A Conversation, etc.

The “Games are Conversation” point has been made many times, but here’s one more note in that symphony. I’ll be approaching it from an angle that presumes a discourse between a game designer and player.

The first exchange in this model occurs at character creation. Trad systems, at least the vast majority of them, create a very specific kind of mindset in players. The thought when making characters is almost always “how much can I get away with?”. You want a character who is maximally good at any cost. But right out of the door you have a mindset problem, where you have an antagonism between the players and the system. As players create characters, they feel they must “beat” the system by making a crazily effective character. Anyone who has played Shadowrun knows this feeling intimately. This can cause amusing problems if your system is complex enough to break, which is to say, if your system contains numbers. Though some games can beat this, it often comes at a steep cost. Take D&D 4E, where all class powers are some variation of “roll a die for damage, placement effect”. Fun if you put work into it, but incredibly bland as a base. Then look at the previous editions, and their impossibly powerful wizards.

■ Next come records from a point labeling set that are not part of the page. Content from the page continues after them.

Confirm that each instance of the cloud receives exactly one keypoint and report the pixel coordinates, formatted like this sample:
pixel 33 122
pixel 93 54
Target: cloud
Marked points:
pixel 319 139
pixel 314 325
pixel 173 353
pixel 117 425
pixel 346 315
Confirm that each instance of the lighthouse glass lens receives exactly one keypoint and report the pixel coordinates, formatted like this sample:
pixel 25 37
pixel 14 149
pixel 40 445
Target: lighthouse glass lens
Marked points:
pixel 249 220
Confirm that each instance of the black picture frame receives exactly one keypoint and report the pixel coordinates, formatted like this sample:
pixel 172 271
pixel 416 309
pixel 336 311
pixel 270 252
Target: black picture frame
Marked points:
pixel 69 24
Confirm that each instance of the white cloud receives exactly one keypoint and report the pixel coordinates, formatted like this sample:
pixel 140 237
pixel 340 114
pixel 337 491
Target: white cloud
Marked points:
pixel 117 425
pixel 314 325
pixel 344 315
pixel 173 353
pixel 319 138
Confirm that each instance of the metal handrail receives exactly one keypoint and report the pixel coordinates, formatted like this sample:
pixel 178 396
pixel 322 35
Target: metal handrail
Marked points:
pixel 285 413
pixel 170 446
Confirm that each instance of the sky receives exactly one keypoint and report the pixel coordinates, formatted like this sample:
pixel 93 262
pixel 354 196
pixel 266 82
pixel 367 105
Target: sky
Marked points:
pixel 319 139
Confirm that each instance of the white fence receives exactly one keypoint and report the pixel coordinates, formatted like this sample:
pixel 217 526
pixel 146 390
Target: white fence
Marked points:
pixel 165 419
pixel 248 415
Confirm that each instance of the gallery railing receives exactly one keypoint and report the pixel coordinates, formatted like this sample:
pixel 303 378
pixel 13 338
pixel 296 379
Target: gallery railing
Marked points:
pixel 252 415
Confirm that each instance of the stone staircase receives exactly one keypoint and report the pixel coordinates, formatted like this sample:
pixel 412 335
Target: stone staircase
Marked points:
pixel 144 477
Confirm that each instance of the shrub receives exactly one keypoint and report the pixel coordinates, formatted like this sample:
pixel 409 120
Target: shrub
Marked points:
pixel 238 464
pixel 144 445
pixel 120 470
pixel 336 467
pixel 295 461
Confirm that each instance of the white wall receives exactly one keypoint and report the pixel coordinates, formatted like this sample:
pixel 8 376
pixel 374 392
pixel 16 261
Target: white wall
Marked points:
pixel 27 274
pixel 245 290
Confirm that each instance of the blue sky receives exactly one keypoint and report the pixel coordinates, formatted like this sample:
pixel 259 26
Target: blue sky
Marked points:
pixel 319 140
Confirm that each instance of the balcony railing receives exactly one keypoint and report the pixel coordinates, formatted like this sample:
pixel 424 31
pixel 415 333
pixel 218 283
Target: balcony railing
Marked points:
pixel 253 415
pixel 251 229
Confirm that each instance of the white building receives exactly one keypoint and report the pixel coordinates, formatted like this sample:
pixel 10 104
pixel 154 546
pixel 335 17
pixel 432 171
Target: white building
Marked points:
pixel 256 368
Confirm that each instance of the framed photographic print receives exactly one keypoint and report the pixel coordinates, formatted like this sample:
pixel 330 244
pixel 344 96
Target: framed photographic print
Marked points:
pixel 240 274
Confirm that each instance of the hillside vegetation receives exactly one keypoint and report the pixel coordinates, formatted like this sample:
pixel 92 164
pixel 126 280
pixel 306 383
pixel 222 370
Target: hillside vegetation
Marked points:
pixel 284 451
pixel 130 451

This antagonism in character generation, and its underlying system message, in turn encourage the mindset of killing orcs to take their pie as distinct from killing orcs because they burned your family alive or stole your dog or whatever. Mechanical goals completely replace personal ones. Exalted, a game about the incredible power of god-kings, often boils down to looting and minmaxing because the most important parts of the system all encourage that style of play implicitly. They do this by making it advantageous, and by making all the hard work of character advancement take place in that sphere. This that Target Fixation that John was talking about. If there is no mechanical benefit to making your character grow, and no attention that needs to be paid to their personality, then it feels ridiculous to have a monologue in which your ranger reveals a deep-seated guilt for his genocide of the orc peoples.

So in the conversation between player and designer, System is one avenue of interaction in the conversation of gaming. It’s like when you’re on a date. If your date talks about their dogs for ages and ages, the content of that conversation only encourages a few avenues of interaction. Maybe you can talk about your dogs, or about how cats are better. But without being vulgar or truly creative, continuing the conversation is going to involve talking about animals. But unlike real conversations, a complete game is a static terrain. It’s going to be dogs forever, unless there’s some built-in space for other conversations in there. So in the conversation with a designer, as expressed in the medium of the game, if they only talk about the truly numerous ways in which they killed some dudes and took their pie then the only avenues of interaction you’re going to get are violent pie-taking ones. This is why you simply cannot play a game of 4E as a socio-political thriller. The tone of the conversation is dictated completely by the overwhelming presence of killing mechanics, and the near-complete lack of social ones.

Now, what would interest me is this: tacking a totally new, indie-inspired mechanic onto a trad game, and seeing where that took you. How it changes the landscape and tone of the game. Maybe putting a Guilt mechanic onto D&D. Or a Humanity mechanic into Shadowrun. Fun ideas, anyone?